Man twice convicted of killing his baby wants name cleared
Marco Trotta was convicted of battering his son to death
The Canadian Press
Posted: Dec 4, 2012 7:37 PM ET
Last Updated: Dec 4, 2012 10:52 PM ET
A man twice convicted of battering his baby boy to death turns to Ontario's highest court Wednesday in hopes of having his name cleared on the grounds that his first conviction was based on evidence from disgraced forensic pathologist, Dr. Charles Smith.
Marco Trotta claims his second trial in 2009 — held after the Supreme Court of Canada quashed his murder conviction — should not have been allowed to proceed because of egregious state misconduct.
The Crown, however, is adamant a judge was right to reject a stay of proceedings, and let Trotta stand trial again for the death of eight-month-old Paolo.
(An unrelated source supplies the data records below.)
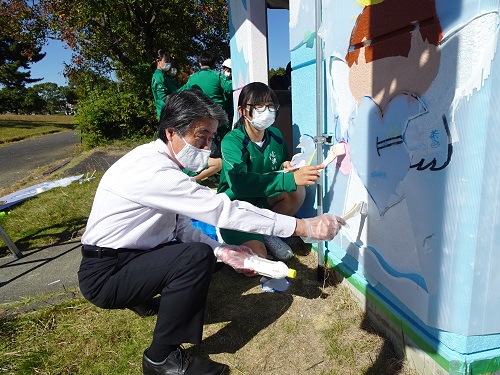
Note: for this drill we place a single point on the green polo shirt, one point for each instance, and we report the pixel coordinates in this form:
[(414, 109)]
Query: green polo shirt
[(162, 85)]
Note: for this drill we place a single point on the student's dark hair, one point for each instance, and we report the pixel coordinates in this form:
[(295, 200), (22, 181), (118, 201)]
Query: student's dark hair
[(207, 59), (182, 108), (256, 92), (160, 54)]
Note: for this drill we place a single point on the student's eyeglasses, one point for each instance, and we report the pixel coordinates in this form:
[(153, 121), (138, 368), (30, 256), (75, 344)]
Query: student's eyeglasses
[(261, 107)]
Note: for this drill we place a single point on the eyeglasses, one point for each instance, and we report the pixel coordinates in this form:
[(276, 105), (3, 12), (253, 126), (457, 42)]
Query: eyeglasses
[(261, 107)]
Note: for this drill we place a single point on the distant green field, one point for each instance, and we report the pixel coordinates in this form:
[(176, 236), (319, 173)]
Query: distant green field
[(18, 127)]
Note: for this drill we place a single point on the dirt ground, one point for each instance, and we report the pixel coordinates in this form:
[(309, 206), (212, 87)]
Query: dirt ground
[(312, 328)]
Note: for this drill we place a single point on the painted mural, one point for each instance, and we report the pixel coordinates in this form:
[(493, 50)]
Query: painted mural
[(409, 89)]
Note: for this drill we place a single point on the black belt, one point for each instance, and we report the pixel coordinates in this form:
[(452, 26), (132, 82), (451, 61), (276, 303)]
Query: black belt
[(98, 252)]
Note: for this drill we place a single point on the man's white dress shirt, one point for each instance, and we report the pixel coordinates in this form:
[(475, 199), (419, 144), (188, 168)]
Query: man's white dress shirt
[(144, 199)]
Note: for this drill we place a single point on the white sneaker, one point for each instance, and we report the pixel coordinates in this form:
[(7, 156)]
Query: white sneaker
[(278, 249)]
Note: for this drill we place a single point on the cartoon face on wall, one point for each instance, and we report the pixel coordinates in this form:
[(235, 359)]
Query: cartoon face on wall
[(394, 49), (393, 58)]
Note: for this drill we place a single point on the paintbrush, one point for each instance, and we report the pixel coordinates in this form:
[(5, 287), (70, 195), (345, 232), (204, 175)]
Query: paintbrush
[(338, 149)]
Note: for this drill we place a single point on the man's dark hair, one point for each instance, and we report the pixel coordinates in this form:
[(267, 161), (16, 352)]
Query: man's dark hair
[(207, 59), (182, 108)]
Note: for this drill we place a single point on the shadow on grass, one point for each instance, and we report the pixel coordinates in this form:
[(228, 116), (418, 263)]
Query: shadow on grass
[(27, 124), (52, 235), (244, 309)]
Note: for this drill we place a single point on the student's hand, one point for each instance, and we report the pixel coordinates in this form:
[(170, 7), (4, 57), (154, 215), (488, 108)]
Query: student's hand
[(308, 175), (287, 166), (323, 227), (235, 256)]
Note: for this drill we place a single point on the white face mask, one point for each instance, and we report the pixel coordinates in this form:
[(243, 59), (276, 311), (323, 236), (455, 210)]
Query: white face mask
[(192, 158), (166, 67), (262, 120)]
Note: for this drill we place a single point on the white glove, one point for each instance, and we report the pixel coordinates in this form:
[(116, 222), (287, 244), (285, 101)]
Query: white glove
[(323, 227), (235, 256)]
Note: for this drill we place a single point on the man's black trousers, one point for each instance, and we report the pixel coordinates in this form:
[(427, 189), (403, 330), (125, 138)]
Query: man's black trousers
[(180, 272)]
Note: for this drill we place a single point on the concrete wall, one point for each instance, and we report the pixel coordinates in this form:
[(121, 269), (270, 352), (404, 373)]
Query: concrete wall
[(410, 90)]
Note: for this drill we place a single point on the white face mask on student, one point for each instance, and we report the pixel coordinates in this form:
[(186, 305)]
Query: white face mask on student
[(192, 158), (263, 120)]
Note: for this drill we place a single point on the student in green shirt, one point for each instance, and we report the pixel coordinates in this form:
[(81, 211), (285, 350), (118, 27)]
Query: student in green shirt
[(162, 84), (218, 87), (256, 168)]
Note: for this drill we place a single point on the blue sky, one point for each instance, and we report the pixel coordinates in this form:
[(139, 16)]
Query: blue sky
[(50, 68)]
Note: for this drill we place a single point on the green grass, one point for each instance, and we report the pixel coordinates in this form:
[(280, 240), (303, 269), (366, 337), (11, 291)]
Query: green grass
[(18, 127), (46, 218)]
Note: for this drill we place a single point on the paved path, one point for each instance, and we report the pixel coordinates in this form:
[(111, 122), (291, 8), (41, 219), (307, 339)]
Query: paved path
[(20, 158), (47, 270)]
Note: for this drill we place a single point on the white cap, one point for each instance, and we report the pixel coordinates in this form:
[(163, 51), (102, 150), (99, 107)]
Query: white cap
[(227, 63)]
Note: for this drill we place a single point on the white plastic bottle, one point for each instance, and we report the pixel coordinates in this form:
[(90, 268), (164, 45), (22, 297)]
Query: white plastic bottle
[(269, 268)]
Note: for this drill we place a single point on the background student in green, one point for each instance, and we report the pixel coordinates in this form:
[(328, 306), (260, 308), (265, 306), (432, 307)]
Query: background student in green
[(256, 168), (162, 84), (217, 86)]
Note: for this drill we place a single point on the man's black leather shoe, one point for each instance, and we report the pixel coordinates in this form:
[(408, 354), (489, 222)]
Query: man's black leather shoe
[(147, 308), (179, 363)]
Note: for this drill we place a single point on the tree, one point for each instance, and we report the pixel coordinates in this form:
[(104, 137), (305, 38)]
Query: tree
[(13, 58), (52, 95), (122, 37), (22, 35)]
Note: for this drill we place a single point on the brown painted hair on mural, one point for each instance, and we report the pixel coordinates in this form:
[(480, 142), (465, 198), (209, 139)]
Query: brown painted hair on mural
[(384, 29)]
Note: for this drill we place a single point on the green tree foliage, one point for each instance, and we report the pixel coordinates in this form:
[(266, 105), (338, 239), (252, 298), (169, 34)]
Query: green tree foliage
[(13, 58), (120, 40), (52, 96)]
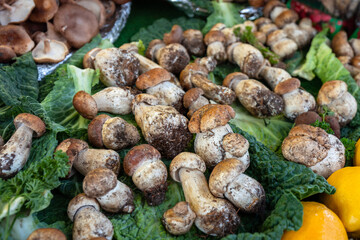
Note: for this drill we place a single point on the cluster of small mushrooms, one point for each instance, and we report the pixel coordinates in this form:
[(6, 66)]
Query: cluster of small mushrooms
[(169, 110), (50, 29)]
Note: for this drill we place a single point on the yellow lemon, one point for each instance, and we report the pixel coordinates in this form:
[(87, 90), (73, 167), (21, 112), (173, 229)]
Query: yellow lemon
[(346, 200), (319, 222)]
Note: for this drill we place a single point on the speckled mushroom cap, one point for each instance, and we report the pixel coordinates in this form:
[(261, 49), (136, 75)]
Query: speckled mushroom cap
[(209, 117), (31, 121), (98, 182), (223, 174), (47, 234), (186, 160), (152, 78), (81, 200), (137, 155)]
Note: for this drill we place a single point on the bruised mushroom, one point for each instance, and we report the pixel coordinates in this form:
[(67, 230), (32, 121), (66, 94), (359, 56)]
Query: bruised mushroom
[(214, 216), (162, 126), (311, 146), (15, 153), (89, 222), (112, 195), (143, 163), (179, 219)]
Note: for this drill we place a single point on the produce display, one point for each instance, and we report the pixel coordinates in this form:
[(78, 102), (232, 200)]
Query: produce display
[(217, 126)]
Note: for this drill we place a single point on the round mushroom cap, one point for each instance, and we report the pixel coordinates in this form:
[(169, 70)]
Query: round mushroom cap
[(79, 201), (77, 24), (152, 78), (98, 182), (85, 105), (17, 38), (31, 121), (223, 174), (44, 10), (186, 160), (47, 234), (138, 155)]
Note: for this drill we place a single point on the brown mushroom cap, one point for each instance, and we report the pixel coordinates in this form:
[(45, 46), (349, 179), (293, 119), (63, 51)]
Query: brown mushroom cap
[(137, 155), (47, 234), (17, 38), (98, 182), (77, 24), (152, 78)]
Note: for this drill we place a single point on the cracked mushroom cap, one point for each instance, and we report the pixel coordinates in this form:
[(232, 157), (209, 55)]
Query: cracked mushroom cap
[(186, 160), (209, 117)]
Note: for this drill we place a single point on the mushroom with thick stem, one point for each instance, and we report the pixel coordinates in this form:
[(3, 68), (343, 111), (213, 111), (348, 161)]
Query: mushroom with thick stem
[(89, 222), (112, 195), (254, 96), (214, 216), (116, 100), (15, 153), (162, 126), (311, 146), (143, 163), (179, 219), (215, 140), (227, 180), (113, 133), (336, 98), (85, 159)]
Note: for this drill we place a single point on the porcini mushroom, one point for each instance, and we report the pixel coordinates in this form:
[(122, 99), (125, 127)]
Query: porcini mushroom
[(227, 180), (143, 163), (162, 126), (214, 216), (89, 222), (15, 153)]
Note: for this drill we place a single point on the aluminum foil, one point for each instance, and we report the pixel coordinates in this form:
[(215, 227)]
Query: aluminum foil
[(110, 31)]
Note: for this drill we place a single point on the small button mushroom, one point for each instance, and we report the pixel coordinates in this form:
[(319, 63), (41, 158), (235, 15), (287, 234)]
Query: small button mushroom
[(89, 222), (158, 82), (143, 163), (334, 95), (112, 195), (85, 159), (113, 133), (179, 219), (311, 146), (47, 234), (162, 126), (117, 67), (15, 153), (255, 96), (227, 180), (214, 216)]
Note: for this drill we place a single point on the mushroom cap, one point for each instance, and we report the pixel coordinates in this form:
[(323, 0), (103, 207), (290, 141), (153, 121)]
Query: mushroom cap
[(223, 174), (17, 38), (85, 105), (6, 54), (138, 155), (287, 86), (49, 51), (152, 78), (98, 182), (31, 121), (79, 201), (44, 10), (95, 130), (209, 117), (186, 160), (191, 96), (47, 234), (77, 24)]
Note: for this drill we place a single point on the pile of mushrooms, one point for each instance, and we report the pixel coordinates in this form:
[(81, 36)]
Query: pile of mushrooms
[(49, 28)]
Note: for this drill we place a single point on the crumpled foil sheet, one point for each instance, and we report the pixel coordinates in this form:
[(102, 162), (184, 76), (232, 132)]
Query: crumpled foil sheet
[(122, 13)]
Marco Trotta, pictured in 2007, wants his name cleared based on the grounds that his first conviction was based on evidence involving misconduct. (CBC)
"This case cried out for a verdict on the merits," the Crown argues in its factum to the Ontario Court of Appeal.
"Paolo's short life was full of abuse and neglect. He suffered more injuries than most people would expect to suffer in a normal lifetime."
Baby Paolo was found dead at home in Oshawa, Ont., in May 1993. His death was initially ruled a case of Sudden Infant Death Syndrome.
Suspicions were aroused when month-old Marco Jr., born to the Trottas almost a year later, was taken to hospital with a fractured thigh. Paolo's body was exhumed, and Smith — considered the country's foremost forensic pediatric pathologist — did a second autopsy.
Based on Smith's findings, Trotta was convicted of second-degree murder at trial in 1998 and given a life sentence.
In the ensuing decade, Smith's shoddy forensics came to light. A public inquiry revealed his opinions had ruined lives, and his courtroom evidence had led to wrongful convictions.
In 2007, the Supreme Court of Canada ordered a new trial based on fresh evidence about Smith's work. The high court refused to enter an acquittal because it found evidence on which a jury could have convicted Trotta.
Among the evidence: Paolo had three separate skull fractures and a broken upper arm.
Before the second trial, Trotta pressed for a stay. Smith's perjury at the first trial had indelibly stained the prosecution, and the state's misconduct was so egregious that going ahead would damage the justice system, he argued.
The judge refused, saying Smith would not be a witness and public interest demanded a hearing.
Convicted of manslaughter
In September 2009, with the defence conceding that evidence supported a finding he had killed Paolo, Trotta was convicted of manslaughter. He was sentenced to the nine years he had already served.
Trotta now argues the judge's rejection of a stay was misguided.
"The present case is within the category of exceptional cases, where past state misconduct is of such gravity as to demand a stay of proceedings," Trotta's lawyer argues in his factum.
"The miscarriage of justice suffered by the appellant is not an isolated case but one of many. It is not the product of overzealous police officers but senior state officials, a situation that is fairly described as institutional corruption."
The Crown asserts that staying the proceedings would compound the damage Smith did to the justice system, and raise public fears of a guilty person escaping prosecution because of him.
As the trial judge noted, the case was not about Smith but about an horrifically abused infant, the Crown says.
The judge at the manslaughter trial called Trotta's actions toward his baby "unspeakable."
"A video taken during a two week vacation shortly before his death shows a sad little boy with a succession of bruises, and captures the appellant assaulting him by biting his nose to the point that the child screams," the Crown factum states.